Low expression of Id4 in Nkx3.1 knockout may also be linked to NKX3.1 being collaborative factor for AR activity. Since Id4 is also AR regulated (although no known ARE sites are present in the proximal ID4 promoter) [39], the loss of NKX3.1 may modulate the activity of transcription factors that may ultimately regulate AR. Alternatively, loss of ID4 may epigenetically silence NKX3.1 promoter. Our data suggests that NKX3.1 and ID4 may exist in a feed forward loop at least during prostate morphogenesis. Alternatively, decreased in Nkx3.1 may simply be due to a developmental arrest in the Id4-/- prostate.

Similar to Nkx3.1, the expression of Pten was also below detection levels in Id4 KO mice. Pten is a major tumor suppressor that is frequently mutated/ deleted in many human cancers including prostate. In prostate cancers, PTEN deletions/ mutations are found in 20% primary prostate cancers and 50% of castration resistant prostate cancer [40, 41]. In mice, Pten-/- deletion is early embryonic lethal. The Pten heterozygous +/- develop PIN lesions with near 100% penetrance with a rather long latency of approximately 10 months. Of note is that even after such a long latency period these PIN lesions never progress to metastatic disease [42], suggesting that LOH of PTEN alone is not sufficient for prostate tumor progression and metastasis. Elegant studies by Trotman et al., demonstrated that further reduction of Pten in a Pten hypomorphic allele (hyp/-) mouse model accelerates tumor progression dramatically, eventually resulting in high-grade PIN and locally invasive carcinoma [15]. The low penetrance of the invasive prostate cancer in these mutants strongly suggested that additional events and/or that other genetic changes are necessary to develop prostate cancer.

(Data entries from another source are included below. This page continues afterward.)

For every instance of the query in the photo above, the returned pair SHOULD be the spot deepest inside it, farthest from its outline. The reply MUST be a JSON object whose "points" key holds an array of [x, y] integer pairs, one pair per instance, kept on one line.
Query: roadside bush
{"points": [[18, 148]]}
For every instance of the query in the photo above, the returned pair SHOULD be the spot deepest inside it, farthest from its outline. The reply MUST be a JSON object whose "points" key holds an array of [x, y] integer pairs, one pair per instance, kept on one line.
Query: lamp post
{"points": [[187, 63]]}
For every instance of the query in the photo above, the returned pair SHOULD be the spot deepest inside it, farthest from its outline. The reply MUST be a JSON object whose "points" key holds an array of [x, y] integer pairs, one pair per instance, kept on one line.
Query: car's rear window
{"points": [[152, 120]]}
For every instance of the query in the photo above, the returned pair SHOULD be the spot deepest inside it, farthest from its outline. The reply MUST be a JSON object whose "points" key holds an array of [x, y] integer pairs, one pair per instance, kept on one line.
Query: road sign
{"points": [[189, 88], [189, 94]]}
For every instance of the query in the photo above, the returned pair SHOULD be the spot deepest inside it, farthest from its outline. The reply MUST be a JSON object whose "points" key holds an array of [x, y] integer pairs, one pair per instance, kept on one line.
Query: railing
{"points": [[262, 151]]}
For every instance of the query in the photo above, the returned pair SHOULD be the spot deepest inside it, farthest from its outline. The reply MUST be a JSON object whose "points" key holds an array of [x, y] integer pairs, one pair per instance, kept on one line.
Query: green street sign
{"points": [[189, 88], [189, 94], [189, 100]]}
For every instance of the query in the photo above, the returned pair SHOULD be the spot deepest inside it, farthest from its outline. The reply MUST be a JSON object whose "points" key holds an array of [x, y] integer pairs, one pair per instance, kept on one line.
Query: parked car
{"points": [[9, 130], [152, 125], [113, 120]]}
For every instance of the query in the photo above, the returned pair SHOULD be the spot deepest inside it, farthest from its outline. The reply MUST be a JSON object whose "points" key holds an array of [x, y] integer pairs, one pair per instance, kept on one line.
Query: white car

Sca1 reactivity in Id4-/- prostate clearly suggests that Id4 expression is ultimately required for the complete luminal cyto-differentiation. Sustained expression of basal cell marker p63 and epithelial differentiation markers Ck8/ 18 and Pbsn suggest a unique developmental defect wherein a full spectrum of marker from stem cell to epithelial are co-expressed in the Id4-/- prostatic epithelial cells. This marker profile may be similar to the cell differentiation marker profile of the urogenital sinus epithelium. Id4 can promote the differentiation of these progenitor stem cells into mature luminal cells by maintaining CK8 and CK18 [17, 18]. The meta-analysis of Sca1 population from adult prostatic ducts clearly supports this observation. Thus loss of Id4 leads to the arrest of the transient amplifying cells or more aptly of the luminal committed basal cells that are characterized by Nkx3.1+/-, Pten-, Ar+, p63+, Ck8+, Ck5+ marker profile (Fig. 8 and [43]). Disruption Id4 promotes a surplus of luminal committed basal cells that could not differentiate due to lack of Id4 induction.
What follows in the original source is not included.